Chappelle turned his back on the issue.

8:35 A.M. PST Westin St. Francis Hotel, San Francisco

James Quincy bit into the last bit of cantaloupe on his room service breakfast, wiped his hands on the white napkin, and picked up the phone. He relished this call, and had decided to wait until after breakfast to make it. This act of vengeance would make the perfect dessert.

“Zelzer,” he said. “Make the calls. Washington Times, Wall Street Journal,the Nation. Add the Washington Post and the New York Times as well. She’s a hero over there, and I want them to choke on their own rags. Right, do it now. I’m sending the pictures.”
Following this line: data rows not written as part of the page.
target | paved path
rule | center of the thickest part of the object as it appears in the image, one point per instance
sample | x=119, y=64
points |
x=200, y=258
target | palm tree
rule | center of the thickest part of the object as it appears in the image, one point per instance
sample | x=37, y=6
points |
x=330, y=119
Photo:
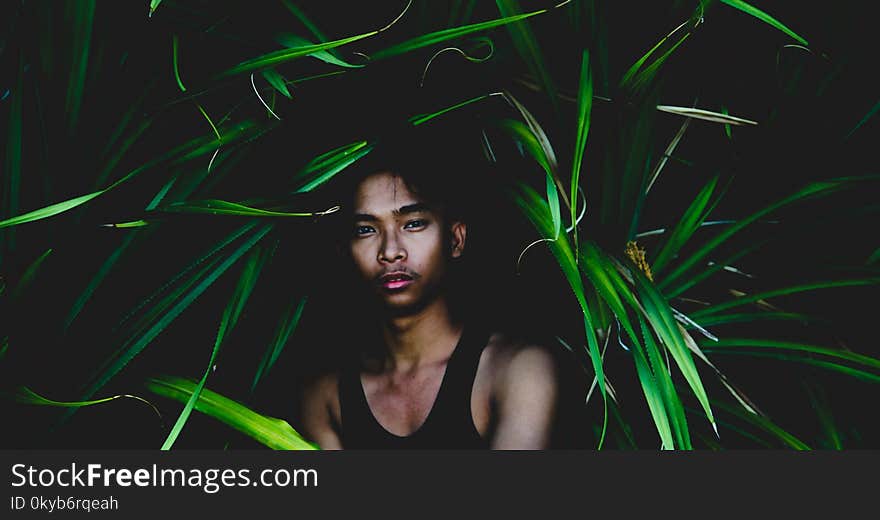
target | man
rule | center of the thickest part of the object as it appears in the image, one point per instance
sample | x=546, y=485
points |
x=435, y=380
Quincy hung up. He fired up his laptop and connected remotely. The laptop contained encryption software, and there were five or six hoops to jump through to reach his own desktop via the remote software, but eventually he arrived at his own terminal’s log in. He typed his name and the password “winstonsmith” and waited. After a moment, his desktop booted up. At least the screen said his desktop had booted up. But there was nothing on it. He clicked on the icon for his hard drive and saw all his applications, and none of his files. None of them.

“Son of a bitch,” Quincy muttered. He didn’t know how his files had been deleted. But although he did not know how, he was sure he knew who. He had had no idea Debrah Drexler could be so formidable.

He picked up the phone again. “Zelzer, I need you to get someone from IT security over to my office. Someone’s been tampering with my computer. I want to know who and I want to know now!”

8:37 A.M. PST Culver City

Black and white patrol cars filled the street, their red and blue top lights spreading color over the scene. Uniforms were searching backyards and bushes, but Jack knew they wouldn’t find anything. Newhouse was good. He was much better than a weekend warrior deserved to be.

Jack watched LAPD tape off the area, adding bright yellow ribbon to the rainbow. He ducked under it and went into the house. The body of the big blond militia man lay where it had fallen. The second Greater Nation goon, the one who’d held Rafizadeh, also lay where he’d died. Lzolski was pouting by the door, furious at having been caught. Paulson and Nina were arguing over whose shot had put the second militia man down.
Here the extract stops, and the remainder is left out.